What is especially dismaying to Colorado consumer advocates is that Hickenlooper seems to have bought -- hook, line and sinker -- industry claims that the exchanges couldn't possibly meet the needs of consumers if insurance company executives don't hold seats on exchange boards, that only by having insurers on the board can consumers be assured of "choice and competition."
In every state that has taken up legislation to create exchanges so far, insurance executives have said that no one could possibly know the marketplace and the needs of consumers better than they do.

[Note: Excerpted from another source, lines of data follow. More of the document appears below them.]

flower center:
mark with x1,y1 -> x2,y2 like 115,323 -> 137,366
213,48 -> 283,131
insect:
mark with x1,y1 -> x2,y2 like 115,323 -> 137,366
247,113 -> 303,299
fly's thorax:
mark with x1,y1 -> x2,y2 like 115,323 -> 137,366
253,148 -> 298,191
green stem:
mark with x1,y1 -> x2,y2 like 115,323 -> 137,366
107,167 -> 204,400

That's nonsense, and I suspect Hickenlooper knows it. It's hard to believe that in all of Colorado, he couldn't find qualified candidates who understand commercial health insurance to balance industry executives with obvious conflicts of interest. I know from my years in the industry that insurers will protect their market share at all costs, that what they consider competition is competition among existing players, and that the choices they want consumers to have are the choices they decide to offer. What are the chances that the industry-dominated Colorado exchange board will allow a new insurer to get a toehold in the market? Not much, I'd bet.
Plenty of Qualified, Non-Industry People -- All Ignored
Colorado has many fine colleges and universities with faculty members who have deep knowledge of health insurance and health policy. Surely at least one or two of them would have been willing to serve on the exchange board.
And what about former state insurance regulators? Few people know the industry and individual companies as well as they do. I got to know and respect Colorado's former insurance commissioner, Marcy Morrison, when I served as a consumer representative to the National Association of Insurance Commissioners last year. If I were Hickenlooper, I would have begged and pleaded Morrison to serve on the board.
Hickenlooper could have ensured that the board tilted more toward consumers than insurers. Instead, three of his appointees have industry ties. One is the CEO of Anthem Blue Cross, another is CEO of UnitedHealth Care of Colorado and one is vice president of TriZetto, an information technology company that serves some of those insurers and has two insurance company executives on its own board of directors. (Other members appointed by legislative leaders include the president of Rocky Mountain Health Plans and the executive director of Colorado Health Partnerships.)
At least two consumer groups in the state have called on the TriZetto executive to resign, in part because of what he wrote in a trade publication about how the exchanges would affect insurance business practices and profit margins. He wrote that exchanges would be "bad" because they would be "competitive marketplaces where payers will have to differentiate themselves based on brand, price, customer service and more -- all while cutting costs and increasing efficiencies."
One can't help but wonder what the governor was thinking -- if he was thinking at all about the best interests of his constituents -- when he appointed someone to the board who had written just a few months ago that all of that would be bad. Hello, Governor, that's exactly what the exchanges are supposed to do.
Lorenz Meinhold, Hickenlooper's deputy policy director who helped review and recommend candidates for the board, was quoted recently as saying that all of the board members "had made a commitment to creating an exchange that will increase affordability of, access to and quality of health care while increasing competition in the market."
Of course they made that commitment. Foxes don't get jobs as henhouse guards by revealing their true intentions.